Marcus Vick

Marcus Vick

Marcus Deon Vick (born March 20, 1984) is a former professional football player. He is the younger brother of Philadelphia Eagles quarterback Michael Vick, who also began playing high school football in Newport News Public Schools. After accepting a full scholarship to attend Virginia Tech, Marcus played quarterback for the team. However, he was suspended for the entire 2004 season due to many criminal convictions. After a conditional reinstatement, he started every game in the 2005 season, but was involved in several highly-publicized incidents during the season, including the display of his middle finger to the crowd and stomping on the leg of Louisville's Elvis Dumervil, as well as having additional traffic arrests. In early 2006, he was dismissed from the Virginia Tech football program "due to a cumulative effect of legal infractions and unsportsmanlike play". Vick then declared himself eligible for the NFL spring draft in 2006, but was not selected. He was later signed by the Miami Dolphins as an undrafted free agent but was released from the team on May 1, 2007. In November 2012, after the Eagles loss to the New Orleans Saints on Monday Night Football, Vick made controversial tweets criticizing the Eagles offensive line for troubling Vick's brother Michael, and requesting for him to be traded. The tweets have since been deleted.

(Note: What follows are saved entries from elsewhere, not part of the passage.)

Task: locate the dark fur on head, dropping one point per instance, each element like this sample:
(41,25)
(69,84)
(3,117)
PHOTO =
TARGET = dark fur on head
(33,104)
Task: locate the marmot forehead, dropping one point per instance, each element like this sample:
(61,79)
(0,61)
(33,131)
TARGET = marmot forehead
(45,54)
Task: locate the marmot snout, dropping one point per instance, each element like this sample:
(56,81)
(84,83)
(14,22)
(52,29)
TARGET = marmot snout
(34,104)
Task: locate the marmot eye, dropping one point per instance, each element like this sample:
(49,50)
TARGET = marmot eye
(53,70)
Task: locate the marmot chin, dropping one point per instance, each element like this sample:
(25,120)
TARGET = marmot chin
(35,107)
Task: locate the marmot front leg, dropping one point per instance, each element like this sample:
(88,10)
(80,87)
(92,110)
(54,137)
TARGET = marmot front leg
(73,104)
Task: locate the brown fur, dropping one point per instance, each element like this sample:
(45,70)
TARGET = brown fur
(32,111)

His legal troubles continued after leaving Virginia Tech, and have included a charge of brandishing a firearm against a group of people, a civil lawsuit involving a juvenile girl who claimed that she was 15 years old (below the legal age of consent in Virginia) when forced into a sexual situation with Vick, who was 20 years old, and additional traffic incidents and arrests in January 2007, February 2008, and June 2008 in the Hampton Roads area. After the June incident in Norfolk, he was convicted of DUI, misdemeanor eluding police, and driving on the wrong side of the road, and on October 20, 2008, received a 12-month suspended jail sentence and $530 in fines, and his privilege to operate motor vehicles in Virginia was suspended for a year.